As with many other science concentrations, Ralph Waldo Emerson’s Naturalist journal (MS Am 1280H [99], 008290191) provides an interesting perspective on some of the earth sciences and the state of their progress in the nineteenth century. Emerson studied conchology, geology, chemistry, geography, mineralogy, and astronomy, among other disciplines that are a key part of the Earth and Planetary Science concentration, and his observations, though maybe not new, are a good starting point for contextual and historical inquiries. A notebook belonging to John Ruskin (MS Eng 248.1, 009765710), probably the most important Victorian art critic, with his notes on mineralogy and the structure of crystals, can also be studied in conjunction with Emerson’s writings or with modern sources on the subject.

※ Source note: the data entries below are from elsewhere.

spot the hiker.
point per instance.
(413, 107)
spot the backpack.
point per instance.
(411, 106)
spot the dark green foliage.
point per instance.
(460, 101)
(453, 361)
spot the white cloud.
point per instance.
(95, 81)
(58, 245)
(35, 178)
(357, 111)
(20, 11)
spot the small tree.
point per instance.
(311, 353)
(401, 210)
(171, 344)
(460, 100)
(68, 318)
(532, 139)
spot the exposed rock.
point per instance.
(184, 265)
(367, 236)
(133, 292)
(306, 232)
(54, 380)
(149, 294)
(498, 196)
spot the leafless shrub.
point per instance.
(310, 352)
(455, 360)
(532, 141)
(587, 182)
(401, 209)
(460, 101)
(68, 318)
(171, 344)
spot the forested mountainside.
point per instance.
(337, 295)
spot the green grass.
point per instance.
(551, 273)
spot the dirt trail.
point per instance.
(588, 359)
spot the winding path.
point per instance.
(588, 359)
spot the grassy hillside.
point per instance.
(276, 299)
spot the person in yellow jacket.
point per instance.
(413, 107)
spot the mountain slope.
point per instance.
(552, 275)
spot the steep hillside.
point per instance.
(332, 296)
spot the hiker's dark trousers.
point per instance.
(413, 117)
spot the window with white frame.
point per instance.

Houghton, however, is not all luminaries’ scientific notebooks. The library contains meteorological records of many cities and towns in Massachusetts covering the period 1754-1865 collected by the American Academy of Arts and Sciences (MS Am 1360-1361, 000601772), which can become fascinating historical sources on climatology and climate change. It also holds Hydrologia Chymica (Med 1876.69*, 007005035), a seventeenth-century treatise on British spas, especially the one at Scarborough in Yorkshire, and the origins of hot springs, besides a “vindication of chemical physick.” A fascinating volume that can be paired up with that one is a Portuguese publication from 1749 discoursing about a lake in the mines of Sabará (Med 1877.49.10*, 006654569), in what today is southeastern Brazil, and its curative properties. These two tracts on water sources, though historical and perhaps inaccurate, demonstrate that the human interest on the earth and its resources is not a modern phenomenon, and they can be compared with modern sources not only about Earth and Planetary Sciences, but also related to Human Developmental and Regenerative Biology and Chemistry and Physics, among many others of the life and hard sciences.
On the slightly more modern side of the spectrum, students coming to Houghton can peruse the papers of William Morris Davis (MS Am 1798, 000601829), who taught geology at Harvard from 1876 to 1912 and developed the fields of geomorphology and physiography. The papers, mostly professional correspondence, contains both letters and academic papers on topics ranging from coral reefs to volcanoes and military geography. They cater, therefore, to the multiple fields which compose the Earth and Planetary Sciences concentration, and are sure to engross students interested in the field.